Bien que l’étude n’ait pas encore été complétée, les « résultats obtenus chez les écoliers de Qualioubia et d’Alexandrie sont plutôt élevés », a dit Nashwa al-Hagrasy, qui dirige Egypt Hearts, une ONG locale qui offre des soins de santé aux patients pauvres atteints de maladies cardiaques.
« L’étude a démontré que la prévalence de la maladie chez les écoliers du gouvernorat de Qualioubia était de 7,6 pour 1 000 et de 10,8 pour 1 000 chez ceux d’Alexandrie », a-t-elle ajouté.
Coûts élevés
Selon les médecins, les travailleurs atteints de cardite rhumatismale sont particulièrement vulnérables : « le problème avec cette maladie, c’est que les gens qui en sont atteints continuent d’utiliser leur réserve cardiaque. Lorsqu’ils commencent à se plaindre, il est déjà trop tard », a indiqué M. Fawzy.
« Lorsqu’un ouvrier qui travaille sept à huit heures par jour commence à sentir qu’il ne peut plus travailler beaucoup plus que trois heures, son revenu s’en trouve affecté », a-t-il ajouté. « Aussi, ceux qui doivent faire remplacer ou réparer leur valve cardiaque doivent prendre des anticoagulants. Ils doivent éviter tout effort musculaire, car une petite blessure pourrait entraîner une grave hémorragie ».

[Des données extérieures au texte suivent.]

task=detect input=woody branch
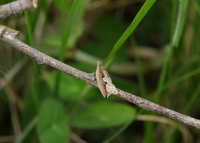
[0,25,200,129]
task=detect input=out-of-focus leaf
[71,102,135,128]
[53,0,71,12]
[37,98,70,143]
[46,71,85,101]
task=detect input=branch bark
[0,25,200,129]
[0,0,37,20]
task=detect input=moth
[95,61,118,98]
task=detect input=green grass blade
[104,0,156,64]
[171,0,188,47]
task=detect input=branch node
[95,61,118,98]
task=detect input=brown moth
[96,61,118,98]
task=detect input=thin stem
[0,25,200,129]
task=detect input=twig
[0,25,200,129]
[0,0,37,20]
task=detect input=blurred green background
[0,0,200,143]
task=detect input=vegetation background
[0,0,200,143]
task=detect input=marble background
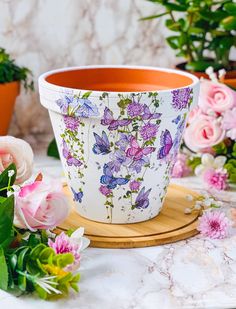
[0,0,178,146]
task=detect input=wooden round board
[58,185,199,248]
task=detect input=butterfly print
[157,129,173,159]
[126,137,155,161]
[134,187,152,209]
[100,164,129,189]
[142,104,161,120]
[172,115,181,124]
[62,140,82,167]
[101,107,132,131]
[93,131,111,155]
[71,187,84,203]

Cette maladie pourrait également accroître la pression sur le budget alloué à la santé si le nombre de patients atteints continue d’augmenter. « Le remplacement d’une valve pour un seul patient coûte à l’État 32 000 livres égyptiennes [5 700 dollars] tandis qu’une chirurgie à cœur ouvert coûte 10 000 livres égyptiennes [1 784 dollars] », a indiqué Mme al-Hagrasy, ajoutant que des efforts supplémentaires devaient être faits pour prévenir la maladie.
M. Fawzy a estimé qu’une nouvelle approche était nécessaire pour lutter contre la maladie : « Nous devons diagnostiquer les cas le plus tôt possible et, dans le même temps, étudier le microbe qui provoque la fièvre et le tuer... C’est ce que les pays d’Europe et d’Amérique ont fait pour l’éradiquer complètement », a-t-il dit.
« Un vaccin contre la fièvre rhumatismale a déjà été fabriqué en Europe. Nous attendons que les chercheurs d’ici en produisent un qui soit adapté au type de bactérie que nous avons ici en Egypte », a indiqué M. al-Ghamrawi.